I'm not sure what website the commenter "Morgan" was viewing, but Southeast Property Group's "Barn of Chapel Hill" website http://barnofchapelhill.com definitely DOES NOT show that the "farm" is currently selling chestnuts and flowers. And 3 beehives does not an apiary make. Even Ms. Brewer was honest enough to admit in the article (if "Morgan" bothered to read it) that they have chestnut saplings, a small flower bed, and 3 beehives. By the way, if that's the definition of a farm, I also have a farm - and I definitely do not have a farm.
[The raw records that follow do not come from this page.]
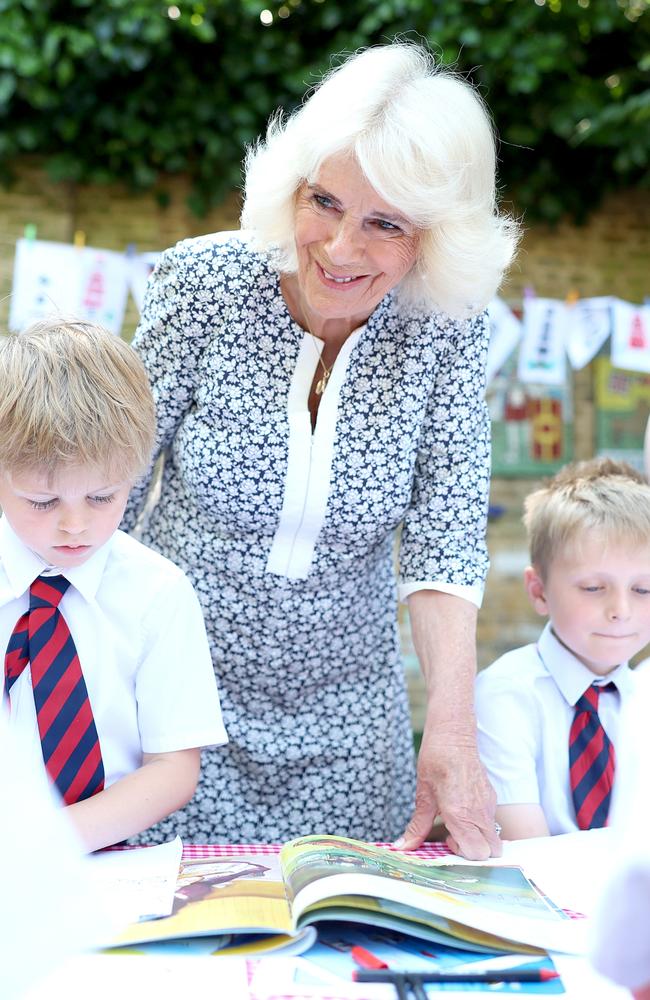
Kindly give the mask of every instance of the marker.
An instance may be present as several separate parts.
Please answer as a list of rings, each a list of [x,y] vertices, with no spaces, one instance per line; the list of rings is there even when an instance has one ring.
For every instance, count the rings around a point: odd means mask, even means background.
[[[361,945],[355,944],[351,949],[350,954],[352,958],[357,963],[361,969],[387,969],[388,965],[386,962],[382,961],[377,955],[373,955],[371,951],[367,948],[362,948]]]
[[[494,969],[490,972],[391,972],[390,970],[353,972],[357,983],[398,983],[408,986],[423,983],[546,983],[558,979],[554,969]]]

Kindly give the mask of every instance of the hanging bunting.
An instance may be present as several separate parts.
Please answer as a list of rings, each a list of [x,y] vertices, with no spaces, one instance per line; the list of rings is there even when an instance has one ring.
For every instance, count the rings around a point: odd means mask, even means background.
[[[47,240],[16,244],[9,329],[47,316],[100,323],[119,334],[128,294],[126,257]]]
[[[9,306],[10,330],[18,332],[54,313],[76,315],[77,253],[68,243],[18,240]]]
[[[614,299],[612,318],[613,366],[650,372],[650,306]]]
[[[521,340],[522,325],[510,306],[503,299],[495,298],[488,305],[490,344],[486,365],[486,384],[489,385]]]
[[[579,299],[566,311],[566,351],[571,367],[578,371],[598,354],[612,331],[610,295]]]
[[[129,292],[122,253],[85,247],[81,251],[79,316],[119,334]]]
[[[131,253],[127,255],[129,263],[129,287],[140,313],[142,312],[147,282],[161,256],[162,254],[160,253]]]
[[[518,377],[537,385],[562,385],[566,378],[567,306],[557,299],[524,298]]]

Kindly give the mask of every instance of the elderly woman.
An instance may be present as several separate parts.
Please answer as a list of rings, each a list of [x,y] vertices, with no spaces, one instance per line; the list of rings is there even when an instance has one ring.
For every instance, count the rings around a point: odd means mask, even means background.
[[[143,538],[194,582],[230,737],[152,836],[410,848],[440,815],[499,853],[472,688],[483,310],[515,228],[488,115],[419,46],[355,55],[250,151],[242,224],[163,255],[134,341],[165,455]],[[428,690],[415,813],[398,592]]]

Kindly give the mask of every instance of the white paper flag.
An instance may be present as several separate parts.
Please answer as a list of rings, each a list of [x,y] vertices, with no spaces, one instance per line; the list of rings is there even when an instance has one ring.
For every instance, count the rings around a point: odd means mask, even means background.
[[[612,364],[634,372],[650,372],[650,306],[621,299],[612,305]]]
[[[135,304],[138,307],[138,312],[142,312],[142,303],[144,302],[144,293],[147,288],[147,282],[151,272],[158,259],[162,256],[160,253],[137,253],[127,255],[127,261],[129,265],[129,284],[131,287],[131,295],[134,298]]]
[[[77,314],[79,250],[68,243],[18,240],[9,329],[22,330],[44,316]]]
[[[504,366],[522,334],[522,325],[503,299],[493,299],[488,305],[490,344],[488,347],[486,383],[490,384]]]
[[[567,307],[566,350],[576,371],[589,364],[612,332],[612,303],[603,295]]]
[[[557,299],[524,299],[524,333],[518,378],[537,385],[562,385],[567,306]]]
[[[113,250],[81,250],[80,319],[119,334],[129,293],[127,258]]]
[[[101,323],[119,334],[128,295],[123,253],[21,239],[16,244],[9,329],[46,316]]]

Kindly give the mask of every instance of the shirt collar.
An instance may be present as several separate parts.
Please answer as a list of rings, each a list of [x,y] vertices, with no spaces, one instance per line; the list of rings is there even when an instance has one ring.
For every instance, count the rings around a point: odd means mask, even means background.
[[[80,566],[56,570],[70,581],[86,601],[92,601],[99,589],[113,538],[112,535]],[[21,597],[39,574],[52,569],[36,552],[21,542],[4,515],[0,518],[0,563],[7,578],[6,584],[4,581],[0,584],[0,602],[3,599],[8,601]]]
[[[569,705],[576,704],[587,688],[595,681],[608,684],[613,681],[622,695],[631,690],[632,671],[627,661],[619,664],[605,677],[598,677],[582,663],[566,646],[563,646],[547,622],[537,642],[537,652]]]

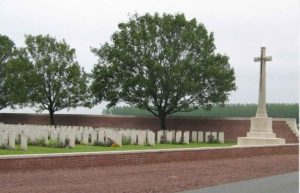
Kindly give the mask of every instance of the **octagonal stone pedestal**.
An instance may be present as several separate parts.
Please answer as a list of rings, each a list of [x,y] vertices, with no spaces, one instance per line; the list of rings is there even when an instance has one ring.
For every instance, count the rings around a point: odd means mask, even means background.
[[[272,129],[272,118],[252,117],[250,132],[247,137],[238,137],[238,146],[283,145],[285,139],[276,138]]]

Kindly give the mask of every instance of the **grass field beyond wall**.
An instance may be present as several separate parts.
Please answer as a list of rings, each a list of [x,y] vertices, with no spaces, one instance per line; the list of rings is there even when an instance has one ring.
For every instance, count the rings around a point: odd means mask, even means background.
[[[214,106],[210,111],[198,109],[188,113],[175,113],[172,116],[192,117],[253,117],[256,114],[256,104],[227,104],[225,107]],[[299,104],[271,103],[267,105],[268,116],[273,118],[296,118],[299,123]],[[135,107],[114,107],[103,110],[106,115],[136,115],[151,116],[146,110]]]

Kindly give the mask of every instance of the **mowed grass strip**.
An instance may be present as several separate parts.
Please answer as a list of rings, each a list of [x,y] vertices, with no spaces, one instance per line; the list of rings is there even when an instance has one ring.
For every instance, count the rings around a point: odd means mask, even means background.
[[[190,143],[190,144],[157,144],[155,146],[123,145],[122,147],[102,147],[91,145],[76,145],[75,148],[55,148],[28,146],[28,150],[21,150],[17,145],[16,149],[0,149],[0,155],[21,155],[21,154],[50,154],[50,153],[74,153],[74,152],[97,152],[97,151],[124,151],[124,150],[146,150],[146,149],[171,149],[171,148],[193,148],[193,147],[223,147],[232,146],[234,143],[211,144],[211,143]]]

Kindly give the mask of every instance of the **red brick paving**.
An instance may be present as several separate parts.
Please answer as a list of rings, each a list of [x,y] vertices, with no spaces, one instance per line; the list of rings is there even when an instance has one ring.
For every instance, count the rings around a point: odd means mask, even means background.
[[[0,171],[1,193],[177,192],[298,171],[298,154],[86,169]]]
No, this is not misogyny, this is not bias against young farmers or new farmers. This is honest people calling out the dishonest manipulation by Southeast Property Group to slip through a loophole in current zoning regulations so that they could build a huge commercial wedding and event center in a residential, rural area. Whatever Mr. and Ms. Brewer wear to water their flower bed and saplings, let's not pretend they are farmers. And shame on them for presenting to their family, friends, neighbors and the press that they are.